The stark, abstract birds in Mazandi’s lens are fashioned in the same manner as those in her kinetic bronze sculptural installation Language of the Birds, which hangs suspended from the north side of LACMA’s Resnick Pavilion. Stripped of feathers, Mazandi’s dramatic birds evoke ‘Attar’s powerful mystical poem that universalizes the quest for meaning. They also call to mind today’s key issue—climate change—and the ways in which it imperils many avian species and contributes to human migration, often accompanied by dangerous journeys and inhospitable reception.

Salton Sea, photo by Giovanni Arechavaleta gareco51, Wikimedia Commons, License CC0: https://commons.wikimedia.org/wiki/File:Salton_Sea,_United_States_%28Uns...

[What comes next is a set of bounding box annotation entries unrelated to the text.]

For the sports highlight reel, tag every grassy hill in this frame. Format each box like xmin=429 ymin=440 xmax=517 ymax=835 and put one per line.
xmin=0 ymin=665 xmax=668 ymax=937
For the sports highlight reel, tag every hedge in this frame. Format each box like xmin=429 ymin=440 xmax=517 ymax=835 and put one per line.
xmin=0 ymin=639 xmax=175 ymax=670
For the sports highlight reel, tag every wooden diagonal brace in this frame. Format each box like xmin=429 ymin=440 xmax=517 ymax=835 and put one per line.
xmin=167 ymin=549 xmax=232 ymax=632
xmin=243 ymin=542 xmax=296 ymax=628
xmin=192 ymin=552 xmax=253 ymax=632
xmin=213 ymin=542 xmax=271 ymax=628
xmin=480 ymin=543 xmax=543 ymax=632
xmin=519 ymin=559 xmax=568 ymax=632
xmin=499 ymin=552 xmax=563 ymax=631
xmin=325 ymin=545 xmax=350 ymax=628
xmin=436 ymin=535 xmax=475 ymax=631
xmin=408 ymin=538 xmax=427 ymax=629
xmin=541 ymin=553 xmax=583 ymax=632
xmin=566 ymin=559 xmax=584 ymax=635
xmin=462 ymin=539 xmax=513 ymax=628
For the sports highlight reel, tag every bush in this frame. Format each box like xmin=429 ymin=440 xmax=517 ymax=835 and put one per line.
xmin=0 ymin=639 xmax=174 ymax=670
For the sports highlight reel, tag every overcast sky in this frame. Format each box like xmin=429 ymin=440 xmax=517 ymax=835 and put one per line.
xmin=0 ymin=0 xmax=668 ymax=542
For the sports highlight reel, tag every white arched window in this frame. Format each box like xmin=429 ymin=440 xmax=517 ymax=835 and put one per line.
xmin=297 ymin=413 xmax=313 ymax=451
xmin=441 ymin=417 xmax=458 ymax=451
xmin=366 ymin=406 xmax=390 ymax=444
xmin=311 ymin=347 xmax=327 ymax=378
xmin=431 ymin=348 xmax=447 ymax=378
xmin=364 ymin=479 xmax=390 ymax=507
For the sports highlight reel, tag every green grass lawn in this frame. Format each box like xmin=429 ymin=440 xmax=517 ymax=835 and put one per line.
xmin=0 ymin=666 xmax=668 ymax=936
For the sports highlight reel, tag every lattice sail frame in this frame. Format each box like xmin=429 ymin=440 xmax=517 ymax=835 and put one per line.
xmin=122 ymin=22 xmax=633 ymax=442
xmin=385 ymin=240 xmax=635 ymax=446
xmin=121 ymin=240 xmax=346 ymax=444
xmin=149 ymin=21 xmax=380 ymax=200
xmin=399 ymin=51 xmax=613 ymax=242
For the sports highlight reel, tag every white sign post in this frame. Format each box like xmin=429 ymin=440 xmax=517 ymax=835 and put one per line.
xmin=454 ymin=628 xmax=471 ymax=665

Six years ago, Mazandi started researching the Salton Sea, also known as California’s Sunny Bono Salton Sea National Wildlife Refuge, which was once a large lake in the desert inlet of San Diego and served as a key stopping point for many different bird species migrating along one of the four major North American avian migration routes, the Pacific Flyway. This body of water is now rapidly shrinking due to political, agricultural, and climate pressures, resulting in less water entering the lake annually while the desert that surrounds it evaporates the water faster than it can be replenished. The salinity of the water is also increasing, negatively impacting both the birds who rely on it and the humans who live on its shores. 

Mazandi was struck by the impact on wildlife so close to home. The story of these migrating birds closely mirrored her own journey away from her birthplace in Tehran, Iran, and emphasized the resonance of the Simurgh’s story. The artist continued to visit the Salton Sea to research and document the bird patterns she saw there: “There are three billion birds missing in America. Six years ago, I was researching the Salton Sea, the water rights. The more research I did, the more I found out that these birds were traveling to find home. I hadn’t connected the dots until I read the poem The Language of the Birds."

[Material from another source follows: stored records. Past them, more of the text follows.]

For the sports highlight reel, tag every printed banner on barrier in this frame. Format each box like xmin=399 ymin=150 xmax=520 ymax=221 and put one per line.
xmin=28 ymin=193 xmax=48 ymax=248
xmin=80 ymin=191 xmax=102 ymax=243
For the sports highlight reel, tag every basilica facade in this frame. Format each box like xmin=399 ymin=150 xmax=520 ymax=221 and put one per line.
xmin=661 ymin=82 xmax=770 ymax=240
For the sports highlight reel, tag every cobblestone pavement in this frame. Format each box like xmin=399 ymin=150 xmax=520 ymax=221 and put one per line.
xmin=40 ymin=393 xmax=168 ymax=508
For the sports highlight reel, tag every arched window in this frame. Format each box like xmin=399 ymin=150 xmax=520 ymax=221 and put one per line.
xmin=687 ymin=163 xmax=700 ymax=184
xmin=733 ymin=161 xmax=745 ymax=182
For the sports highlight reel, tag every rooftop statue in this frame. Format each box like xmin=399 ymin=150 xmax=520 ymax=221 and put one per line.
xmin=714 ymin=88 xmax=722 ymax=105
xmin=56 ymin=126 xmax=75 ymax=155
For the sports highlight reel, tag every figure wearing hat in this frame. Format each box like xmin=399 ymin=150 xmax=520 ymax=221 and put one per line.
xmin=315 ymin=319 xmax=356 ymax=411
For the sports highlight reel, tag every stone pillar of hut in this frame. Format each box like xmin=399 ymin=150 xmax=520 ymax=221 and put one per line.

Mazandi's painted birds, pre-AR transformation, courtesy of Yassi Mazandi

It was only natural that Mazandi would invite community members to participate in her forthcoming programmatic component accompanying her project: bird-watching walks. Mazandi hopes this will drive surrounding communities to pay more attention to our immediate environment, and consider how we can contribute to fighting climate change.

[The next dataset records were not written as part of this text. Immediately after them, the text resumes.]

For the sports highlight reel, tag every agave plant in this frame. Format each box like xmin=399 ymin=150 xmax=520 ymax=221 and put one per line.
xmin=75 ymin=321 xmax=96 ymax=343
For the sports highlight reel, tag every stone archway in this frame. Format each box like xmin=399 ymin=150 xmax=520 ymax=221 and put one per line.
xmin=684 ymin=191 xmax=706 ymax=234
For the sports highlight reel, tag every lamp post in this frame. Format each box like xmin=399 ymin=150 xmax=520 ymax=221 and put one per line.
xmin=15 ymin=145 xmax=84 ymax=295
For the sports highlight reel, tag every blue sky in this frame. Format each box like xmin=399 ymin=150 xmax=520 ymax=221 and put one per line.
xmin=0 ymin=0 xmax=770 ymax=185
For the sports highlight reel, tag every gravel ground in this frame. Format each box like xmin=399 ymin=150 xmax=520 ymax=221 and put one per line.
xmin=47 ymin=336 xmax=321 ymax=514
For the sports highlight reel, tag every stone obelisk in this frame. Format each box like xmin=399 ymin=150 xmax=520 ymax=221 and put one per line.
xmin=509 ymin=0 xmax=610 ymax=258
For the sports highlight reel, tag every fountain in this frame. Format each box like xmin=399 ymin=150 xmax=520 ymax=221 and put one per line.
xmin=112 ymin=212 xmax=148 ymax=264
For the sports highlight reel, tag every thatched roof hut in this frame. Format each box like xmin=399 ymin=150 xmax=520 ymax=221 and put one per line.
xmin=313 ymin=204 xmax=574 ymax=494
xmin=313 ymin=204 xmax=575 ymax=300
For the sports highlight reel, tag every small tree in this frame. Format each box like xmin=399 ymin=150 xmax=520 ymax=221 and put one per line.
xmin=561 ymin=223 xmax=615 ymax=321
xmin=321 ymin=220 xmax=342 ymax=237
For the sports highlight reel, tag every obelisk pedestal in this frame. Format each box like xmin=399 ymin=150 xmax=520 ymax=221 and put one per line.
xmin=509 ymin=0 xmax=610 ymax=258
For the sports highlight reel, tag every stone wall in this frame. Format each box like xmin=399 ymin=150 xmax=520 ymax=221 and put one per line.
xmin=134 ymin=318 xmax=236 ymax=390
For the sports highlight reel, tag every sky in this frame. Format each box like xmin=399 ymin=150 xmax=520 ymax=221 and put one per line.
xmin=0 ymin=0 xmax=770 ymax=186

Mazandi's birds in a beta stage, courtesy of Yassi Mazandi

The Thirty Birds speaks to experiences of migration, the climate crises, and searching for and finding oneself in a continuously changing landscape. Her stunning birds and their aural sensations soar unfettered by the bounds of time and place. As we explore our own changing reality on a daily basis, Mazandi’s work reminds us not only to be aware of the shifts, but to continue to look for threads we can follow back to our own homes and points of origin.